Dalam pertemuan tersebut, M. Syaiful Abidin mengapresiasi proaktifnya jajaran Pemerintah Desa Majasari dalam merapikan administrasi keagamaan dan sosial. Menurutnya, data yang valid adalah kunci utama dalam pengentasan kemiskinan berbasis umat.
“Kami sangat berterima kasih kepada Pemerintah Desa Majasari atas kerja samanya. Berkas data mustahik tetap ini akan menjadi acuan penting bagi kami di KUA, khususnya dalam memetakan potensi pendayagunaan zakat di wilayah Pagentan. Dengan data yang akurat, kita bisa meminimalisir risiko tumpang tindih bantuan dan memastikan mereka yang benar-benar membutuhkan mendapatkan haknya,” ujar Syaiful Abidin.

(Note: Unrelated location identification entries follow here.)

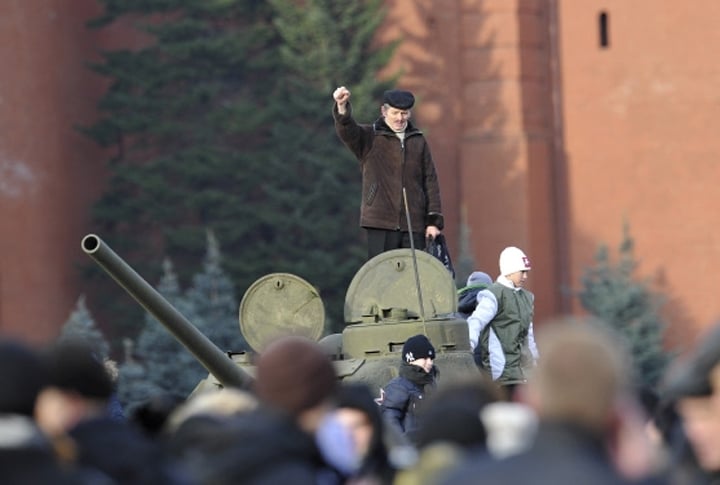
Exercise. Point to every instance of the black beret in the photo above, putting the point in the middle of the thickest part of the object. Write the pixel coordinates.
(399, 99)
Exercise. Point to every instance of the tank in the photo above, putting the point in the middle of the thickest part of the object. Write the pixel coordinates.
(393, 296)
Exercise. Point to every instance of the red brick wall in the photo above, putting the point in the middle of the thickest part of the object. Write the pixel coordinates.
(642, 146)
(543, 141)
(49, 172)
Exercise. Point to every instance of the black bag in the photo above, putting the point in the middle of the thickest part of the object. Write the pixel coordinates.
(438, 248)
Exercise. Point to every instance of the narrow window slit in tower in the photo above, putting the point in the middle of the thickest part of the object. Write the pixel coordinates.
(603, 24)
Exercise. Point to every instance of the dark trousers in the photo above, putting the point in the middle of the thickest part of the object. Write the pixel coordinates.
(381, 240)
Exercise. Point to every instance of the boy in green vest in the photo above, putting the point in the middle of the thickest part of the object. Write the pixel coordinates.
(501, 326)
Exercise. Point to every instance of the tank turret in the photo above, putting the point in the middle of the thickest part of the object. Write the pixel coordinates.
(386, 303)
(393, 296)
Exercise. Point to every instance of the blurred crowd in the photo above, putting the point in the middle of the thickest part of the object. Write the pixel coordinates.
(580, 418)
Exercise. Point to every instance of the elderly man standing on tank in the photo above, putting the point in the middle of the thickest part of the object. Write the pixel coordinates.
(501, 327)
(394, 156)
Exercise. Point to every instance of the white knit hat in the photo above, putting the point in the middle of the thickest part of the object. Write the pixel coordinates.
(512, 260)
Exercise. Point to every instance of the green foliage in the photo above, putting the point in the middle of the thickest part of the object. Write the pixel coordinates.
(157, 363)
(81, 325)
(222, 121)
(631, 308)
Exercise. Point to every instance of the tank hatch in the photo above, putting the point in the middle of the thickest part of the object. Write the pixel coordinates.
(385, 289)
(280, 304)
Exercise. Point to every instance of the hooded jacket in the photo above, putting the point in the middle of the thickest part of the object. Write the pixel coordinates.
(389, 164)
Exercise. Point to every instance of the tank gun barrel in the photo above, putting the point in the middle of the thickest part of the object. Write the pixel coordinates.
(209, 355)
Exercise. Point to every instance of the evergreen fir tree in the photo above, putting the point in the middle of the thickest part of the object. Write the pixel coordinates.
(81, 325)
(225, 112)
(159, 363)
(630, 307)
(212, 295)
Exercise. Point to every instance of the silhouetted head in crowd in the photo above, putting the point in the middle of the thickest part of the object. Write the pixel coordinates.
(583, 372)
(294, 375)
(22, 377)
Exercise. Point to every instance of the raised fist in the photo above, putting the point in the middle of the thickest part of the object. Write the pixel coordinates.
(341, 95)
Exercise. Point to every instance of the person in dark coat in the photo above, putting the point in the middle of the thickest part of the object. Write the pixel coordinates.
(576, 391)
(467, 295)
(74, 405)
(691, 389)
(290, 438)
(359, 412)
(402, 397)
(26, 454)
(396, 165)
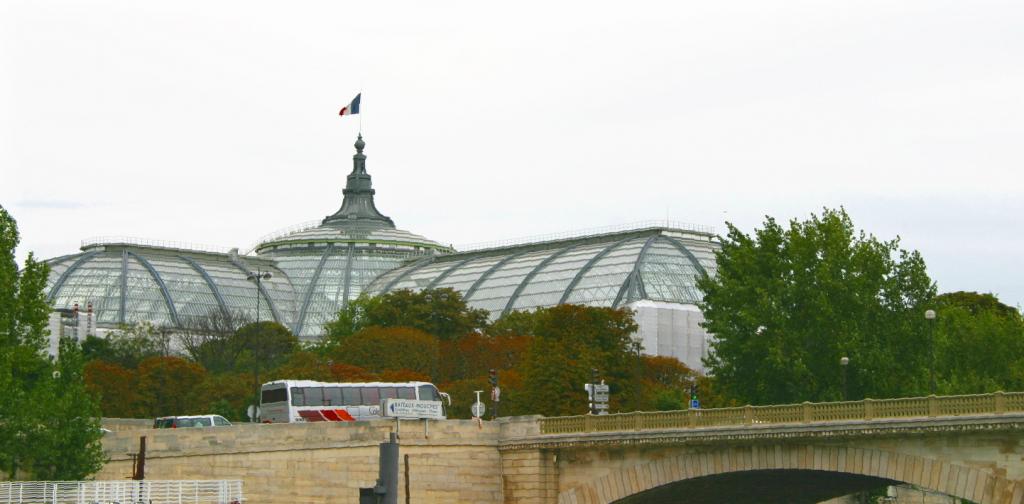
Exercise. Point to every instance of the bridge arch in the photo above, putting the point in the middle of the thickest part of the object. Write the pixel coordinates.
(973, 484)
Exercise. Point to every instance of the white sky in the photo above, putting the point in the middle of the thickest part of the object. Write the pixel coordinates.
(215, 122)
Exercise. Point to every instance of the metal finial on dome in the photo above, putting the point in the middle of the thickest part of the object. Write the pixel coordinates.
(357, 208)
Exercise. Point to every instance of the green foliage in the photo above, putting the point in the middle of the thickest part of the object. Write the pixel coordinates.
(441, 312)
(568, 342)
(68, 447)
(787, 303)
(164, 383)
(115, 386)
(24, 310)
(227, 394)
(665, 384)
(392, 348)
(49, 425)
(976, 303)
(979, 344)
(128, 345)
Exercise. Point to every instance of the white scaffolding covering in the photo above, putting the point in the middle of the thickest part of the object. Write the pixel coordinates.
(122, 492)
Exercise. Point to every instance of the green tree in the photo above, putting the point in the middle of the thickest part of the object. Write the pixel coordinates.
(391, 348)
(441, 312)
(129, 345)
(979, 344)
(164, 383)
(569, 341)
(787, 303)
(115, 386)
(48, 422)
(68, 447)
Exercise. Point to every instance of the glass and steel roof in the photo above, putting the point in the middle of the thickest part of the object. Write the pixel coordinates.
(609, 269)
(127, 283)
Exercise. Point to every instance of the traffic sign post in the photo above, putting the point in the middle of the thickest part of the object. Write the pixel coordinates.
(598, 395)
(496, 392)
(478, 407)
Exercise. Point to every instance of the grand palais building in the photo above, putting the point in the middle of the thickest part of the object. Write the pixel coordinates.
(316, 269)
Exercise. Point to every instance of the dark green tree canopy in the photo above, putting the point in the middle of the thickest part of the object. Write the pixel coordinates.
(788, 302)
(49, 424)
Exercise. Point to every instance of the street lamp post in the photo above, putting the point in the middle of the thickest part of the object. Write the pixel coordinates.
(843, 363)
(258, 276)
(930, 317)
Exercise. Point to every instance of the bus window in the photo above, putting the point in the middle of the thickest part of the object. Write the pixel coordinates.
(332, 396)
(314, 396)
(371, 396)
(298, 396)
(274, 395)
(350, 396)
(428, 392)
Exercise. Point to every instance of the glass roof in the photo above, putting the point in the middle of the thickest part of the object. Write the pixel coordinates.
(325, 279)
(613, 269)
(167, 287)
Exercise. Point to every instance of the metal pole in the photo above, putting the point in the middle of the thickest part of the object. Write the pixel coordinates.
(389, 470)
(930, 317)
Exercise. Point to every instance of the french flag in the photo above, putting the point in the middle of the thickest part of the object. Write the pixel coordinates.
(352, 108)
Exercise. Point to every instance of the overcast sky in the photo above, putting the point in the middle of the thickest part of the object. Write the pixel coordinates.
(216, 122)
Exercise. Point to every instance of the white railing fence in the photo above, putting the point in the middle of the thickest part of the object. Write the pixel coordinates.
(122, 492)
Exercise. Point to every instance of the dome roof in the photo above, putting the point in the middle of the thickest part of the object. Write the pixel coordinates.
(610, 269)
(330, 262)
(357, 221)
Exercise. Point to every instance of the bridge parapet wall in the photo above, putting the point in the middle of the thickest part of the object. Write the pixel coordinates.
(457, 461)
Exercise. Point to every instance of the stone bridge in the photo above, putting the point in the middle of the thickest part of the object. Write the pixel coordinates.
(969, 447)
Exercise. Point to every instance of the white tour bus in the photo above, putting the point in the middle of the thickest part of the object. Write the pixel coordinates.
(305, 401)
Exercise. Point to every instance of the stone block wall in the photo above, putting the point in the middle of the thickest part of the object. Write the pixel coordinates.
(456, 461)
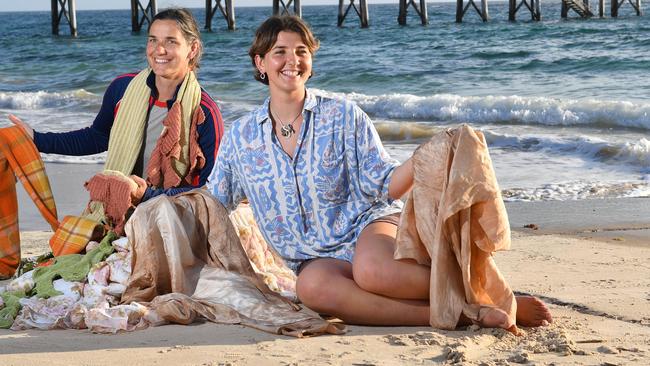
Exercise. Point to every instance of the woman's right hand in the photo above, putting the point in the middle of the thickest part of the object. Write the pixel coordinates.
(24, 126)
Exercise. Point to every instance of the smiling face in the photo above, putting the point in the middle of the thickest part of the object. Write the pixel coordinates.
(287, 65)
(168, 52)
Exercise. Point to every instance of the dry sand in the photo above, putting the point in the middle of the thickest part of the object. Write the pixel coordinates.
(598, 291)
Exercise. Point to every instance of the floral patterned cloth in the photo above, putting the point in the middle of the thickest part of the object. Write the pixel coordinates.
(317, 202)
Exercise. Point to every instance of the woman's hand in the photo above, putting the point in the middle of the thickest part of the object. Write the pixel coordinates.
(24, 126)
(136, 196)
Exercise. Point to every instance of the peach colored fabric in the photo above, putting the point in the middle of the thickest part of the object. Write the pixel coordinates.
(453, 220)
(160, 169)
(114, 192)
(188, 263)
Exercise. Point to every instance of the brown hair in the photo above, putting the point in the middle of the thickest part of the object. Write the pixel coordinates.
(188, 27)
(267, 34)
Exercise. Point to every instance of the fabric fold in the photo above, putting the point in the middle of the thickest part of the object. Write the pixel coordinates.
(188, 263)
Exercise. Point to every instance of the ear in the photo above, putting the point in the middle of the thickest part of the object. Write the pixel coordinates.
(194, 49)
(259, 63)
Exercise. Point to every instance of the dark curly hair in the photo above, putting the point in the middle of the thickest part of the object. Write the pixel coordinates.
(267, 34)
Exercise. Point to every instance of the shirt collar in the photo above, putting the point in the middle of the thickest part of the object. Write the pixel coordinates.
(262, 113)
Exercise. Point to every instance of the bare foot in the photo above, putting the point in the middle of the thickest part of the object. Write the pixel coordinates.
(532, 312)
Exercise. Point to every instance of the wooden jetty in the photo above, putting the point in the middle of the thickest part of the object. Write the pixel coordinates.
(65, 10)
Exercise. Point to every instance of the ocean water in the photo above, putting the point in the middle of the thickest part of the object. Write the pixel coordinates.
(564, 104)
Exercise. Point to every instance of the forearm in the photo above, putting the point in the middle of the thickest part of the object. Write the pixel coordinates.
(86, 141)
(402, 180)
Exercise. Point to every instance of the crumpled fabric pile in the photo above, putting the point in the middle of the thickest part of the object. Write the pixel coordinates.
(94, 303)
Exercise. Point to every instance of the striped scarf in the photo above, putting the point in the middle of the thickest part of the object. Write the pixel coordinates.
(127, 133)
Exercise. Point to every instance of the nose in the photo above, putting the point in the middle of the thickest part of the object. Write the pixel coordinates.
(292, 58)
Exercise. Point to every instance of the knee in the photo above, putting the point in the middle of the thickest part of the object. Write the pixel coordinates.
(315, 292)
(369, 277)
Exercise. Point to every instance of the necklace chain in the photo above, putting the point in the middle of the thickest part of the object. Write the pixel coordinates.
(287, 129)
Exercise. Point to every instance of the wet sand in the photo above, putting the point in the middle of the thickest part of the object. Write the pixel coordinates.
(588, 260)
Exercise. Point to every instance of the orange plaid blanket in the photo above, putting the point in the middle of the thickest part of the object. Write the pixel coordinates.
(20, 159)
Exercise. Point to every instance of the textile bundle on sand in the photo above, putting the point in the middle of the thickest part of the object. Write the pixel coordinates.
(453, 220)
(199, 269)
(188, 263)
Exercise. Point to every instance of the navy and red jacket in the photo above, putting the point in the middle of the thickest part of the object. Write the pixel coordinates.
(94, 139)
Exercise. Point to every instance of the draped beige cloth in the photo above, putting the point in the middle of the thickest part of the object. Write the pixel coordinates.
(453, 220)
(188, 263)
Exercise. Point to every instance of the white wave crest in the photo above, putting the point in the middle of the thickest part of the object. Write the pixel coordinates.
(577, 191)
(43, 99)
(504, 109)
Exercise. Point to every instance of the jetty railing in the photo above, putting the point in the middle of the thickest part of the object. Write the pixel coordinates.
(140, 14)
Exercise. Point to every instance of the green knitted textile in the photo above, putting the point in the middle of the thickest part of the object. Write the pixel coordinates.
(71, 267)
(11, 309)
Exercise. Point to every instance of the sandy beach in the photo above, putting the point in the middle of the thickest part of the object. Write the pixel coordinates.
(589, 260)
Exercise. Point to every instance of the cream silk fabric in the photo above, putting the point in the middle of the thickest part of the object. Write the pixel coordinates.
(188, 263)
(453, 220)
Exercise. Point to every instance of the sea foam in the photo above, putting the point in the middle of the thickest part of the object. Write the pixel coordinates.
(504, 109)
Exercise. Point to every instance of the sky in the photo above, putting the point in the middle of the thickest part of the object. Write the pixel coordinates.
(34, 5)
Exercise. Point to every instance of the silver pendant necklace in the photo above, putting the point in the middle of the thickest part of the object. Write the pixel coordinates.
(287, 129)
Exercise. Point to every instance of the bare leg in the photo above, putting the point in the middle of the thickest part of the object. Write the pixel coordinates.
(326, 286)
(376, 271)
(372, 291)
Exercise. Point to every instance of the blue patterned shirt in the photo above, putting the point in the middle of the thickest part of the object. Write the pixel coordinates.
(316, 203)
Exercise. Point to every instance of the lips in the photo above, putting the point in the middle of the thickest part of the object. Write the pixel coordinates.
(291, 73)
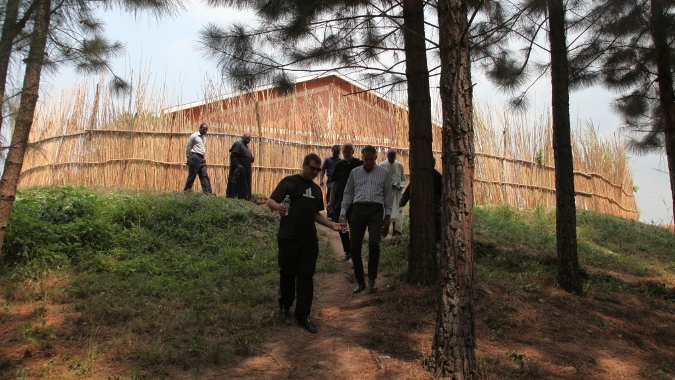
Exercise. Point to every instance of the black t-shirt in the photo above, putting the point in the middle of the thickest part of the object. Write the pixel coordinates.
(306, 201)
(341, 173)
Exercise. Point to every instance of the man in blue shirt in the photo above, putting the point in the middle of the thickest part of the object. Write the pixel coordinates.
(328, 168)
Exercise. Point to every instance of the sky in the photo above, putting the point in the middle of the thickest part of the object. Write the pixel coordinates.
(169, 49)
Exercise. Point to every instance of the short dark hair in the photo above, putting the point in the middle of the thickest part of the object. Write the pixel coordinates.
(368, 149)
(312, 157)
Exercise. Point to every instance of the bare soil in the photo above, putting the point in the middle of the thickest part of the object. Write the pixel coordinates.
(522, 333)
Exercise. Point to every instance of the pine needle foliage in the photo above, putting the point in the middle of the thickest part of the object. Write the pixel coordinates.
(629, 68)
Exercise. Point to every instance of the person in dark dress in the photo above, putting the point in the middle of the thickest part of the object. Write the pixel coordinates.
(340, 176)
(297, 239)
(239, 179)
(438, 201)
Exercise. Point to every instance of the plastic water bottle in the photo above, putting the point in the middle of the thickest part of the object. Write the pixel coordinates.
(343, 222)
(287, 203)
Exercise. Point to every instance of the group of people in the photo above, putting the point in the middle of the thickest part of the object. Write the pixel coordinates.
(241, 159)
(359, 193)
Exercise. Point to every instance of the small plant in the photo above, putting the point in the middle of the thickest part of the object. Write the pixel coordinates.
(41, 335)
(517, 357)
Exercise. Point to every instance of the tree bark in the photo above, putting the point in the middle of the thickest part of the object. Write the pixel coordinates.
(24, 118)
(665, 80)
(422, 266)
(11, 28)
(453, 355)
(569, 277)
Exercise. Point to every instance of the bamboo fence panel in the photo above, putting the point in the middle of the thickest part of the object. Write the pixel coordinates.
(89, 138)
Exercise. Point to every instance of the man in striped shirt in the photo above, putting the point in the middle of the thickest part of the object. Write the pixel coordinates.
(194, 152)
(368, 191)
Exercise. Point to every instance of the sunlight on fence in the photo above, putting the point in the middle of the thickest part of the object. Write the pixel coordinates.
(87, 137)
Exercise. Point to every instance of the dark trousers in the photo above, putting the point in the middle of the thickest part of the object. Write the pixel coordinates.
(297, 262)
(366, 216)
(197, 166)
(344, 236)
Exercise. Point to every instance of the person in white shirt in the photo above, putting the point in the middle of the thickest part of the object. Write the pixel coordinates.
(397, 174)
(194, 152)
(368, 191)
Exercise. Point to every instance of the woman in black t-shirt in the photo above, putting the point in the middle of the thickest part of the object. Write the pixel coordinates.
(298, 243)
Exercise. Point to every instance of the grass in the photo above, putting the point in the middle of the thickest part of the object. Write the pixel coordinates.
(158, 279)
(154, 283)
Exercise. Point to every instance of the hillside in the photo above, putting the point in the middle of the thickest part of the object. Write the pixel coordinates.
(127, 285)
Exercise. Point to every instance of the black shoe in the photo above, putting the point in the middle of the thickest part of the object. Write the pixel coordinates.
(359, 288)
(283, 314)
(307, 324)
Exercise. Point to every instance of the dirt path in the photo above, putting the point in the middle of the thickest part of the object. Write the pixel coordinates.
(356, 338)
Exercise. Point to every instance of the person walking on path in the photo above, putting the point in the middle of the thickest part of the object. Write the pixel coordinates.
(195, 150)
(368, 191)
(397, 174)
(239, 178)
(340, 176)
(328, 168)
(297, 238)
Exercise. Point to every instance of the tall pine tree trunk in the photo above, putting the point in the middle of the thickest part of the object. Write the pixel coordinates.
(422, 267)
(11, 28)
(24, 118)
(453, 355)
(569, 277)
(9, 33)
(665, 79)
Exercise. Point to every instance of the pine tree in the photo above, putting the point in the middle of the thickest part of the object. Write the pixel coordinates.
(571, 67)
(639, 64)
(373, 38)
(58, 32)
(454, 344)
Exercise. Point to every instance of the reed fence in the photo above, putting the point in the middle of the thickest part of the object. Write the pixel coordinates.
(86, 137)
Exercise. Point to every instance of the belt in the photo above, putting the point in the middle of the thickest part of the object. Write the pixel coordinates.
(368, 204)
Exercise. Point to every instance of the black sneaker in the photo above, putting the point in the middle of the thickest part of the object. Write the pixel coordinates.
(307, 324)
(283, 314)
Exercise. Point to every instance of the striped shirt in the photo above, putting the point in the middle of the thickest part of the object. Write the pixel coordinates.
(368, 187)
(196, 144)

Di sisi lain, Sekretaris Desa Majasari, Slamet Santosa, menegaskan bahwa penyerahan dokumen ini adalah bentuk komitmen desa dalam transparansi tata kelola sosial. Ia berharap koordinasi dengan penyuluh agama dapat memberikan dampak nyata bagi kesejahteraan warga Majasari.
“Kami mengantarkan langsung berkas ini untuk memastikan bahwa aspirasi dan kondisi riil warga kami tercatat secara resmi di KUA. Kami berharap sinergi antara pihak desa dan penyuluh agama Islam di Pagentan terus berjalan harmonis, sehingga program-program keagamaan maupun sosial dapat menyentuh lapisan masyarakat paling bawah secara merata,” tutur Slamet Santosa.
Pertemuan yang berlangsung hangat tersebut diakhiri dengan verifikasi singkat terhadap kelengkapan dokumen. Melalui kolaborasi ini, diharapkan angka kemiskinan di Desa Majasari dapat ditekan melalui program pemberdayaan yang lebih terukur.